Saturday 1 February 2020

On having a chronic cough (2: the kindness, or not, of strangers)

I have already noted the anxiety which a cough produces among its witnesses. There is the often - well, mostly - unspoken thought that anyone with a cough is infectious and unthinkingly about to share the germs with everybody else. This really stems from lack of knowledge of chronic conditions and some of their unattractive symptoms. Everyone has had a cough at some point, and unless you are among the unlucky ones with one of those horrible (but NOT contagious) diseases your cough progressed through some disgusting stages and then got better. Therefore, you know all there is to be known about coughs.

People's kindness can be nearly as stressful as the hostility. I have lost count of the cough sweets pressed on me and the glasses of water thrust into my hand, "to soothe your throat". It would be in vain to explain that I haven't got a sore throat. Cough = sore throat, doesn't it? So I usually thank people nicely, but then I feel as if I'm under obligation to stop coughing, which can be difficult to do (without going into too much detail, a coughing fit means my airways need to be cleared, a process which is delayed but not improved by stopping to scoff cough sweets). People mean well, I know, but the end result is that I am hesitant to go anywhere.

The other thing I really can't do is talk much, or at all, from the start of a coughing fit until after the, er, "clearing of the airways". Trying to talk makes the effort worse and delays the process. I do understand that people are trying to check whether I am choking, but I am more likely to do so if I start talking at the operative moment, so better to wait with your questions until the moment passes.
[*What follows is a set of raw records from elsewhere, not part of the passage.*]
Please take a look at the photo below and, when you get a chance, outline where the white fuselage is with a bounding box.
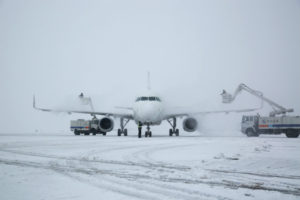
[133,95,164,125]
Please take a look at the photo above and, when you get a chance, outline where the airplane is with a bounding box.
[33,74,262,138]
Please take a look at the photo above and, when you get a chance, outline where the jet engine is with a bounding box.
[182,117,198,132]
[99,117,114,133]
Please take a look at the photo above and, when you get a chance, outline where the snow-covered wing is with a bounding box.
[165,107,261,119]
[33,97,133,119]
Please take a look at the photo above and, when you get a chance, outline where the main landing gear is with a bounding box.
[167,117,179,136]
[118,118,130,136]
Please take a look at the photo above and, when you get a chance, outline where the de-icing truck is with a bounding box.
[221,83,300,138]
[241,115,300,138]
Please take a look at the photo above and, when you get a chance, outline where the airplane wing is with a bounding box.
[165,101,263,119]
[33,96,133,119]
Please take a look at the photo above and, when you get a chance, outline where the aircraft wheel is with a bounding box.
[175,129,179,136]
[169,129,173,136]
[74,129,80,135]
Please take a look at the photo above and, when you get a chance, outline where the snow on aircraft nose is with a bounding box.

Here is a gentle suggestion of what might constitute a list of Top Things Not To Say To A Complete Stranger With A Cough:

-   That's a nasty cough you've got.

-   Have you seen a doctor about that cough?

-   You should take [X] for that cough [or any other unsolicited advice].

-   Have you seen the posters about how if you've had a cough for more than three weeks it means you've got lung cancer? [this one only comes once you've got far enough into the cough discussion to have established that it's not the sort which comes, is cured, and goes away. Anyway, suppose the cougher does have lung cancer? Are you actually prepared for that answer, before you jump in?]

-   You ought to be in bed.

And finally, but most of all, please don't recite this jolly little rhyme, as several people have done to me. It's not that I lack a sense of humour, but - really? Tactless, or what?

-   It's not the coughing that carries you off, it's the coffin they carry you off in.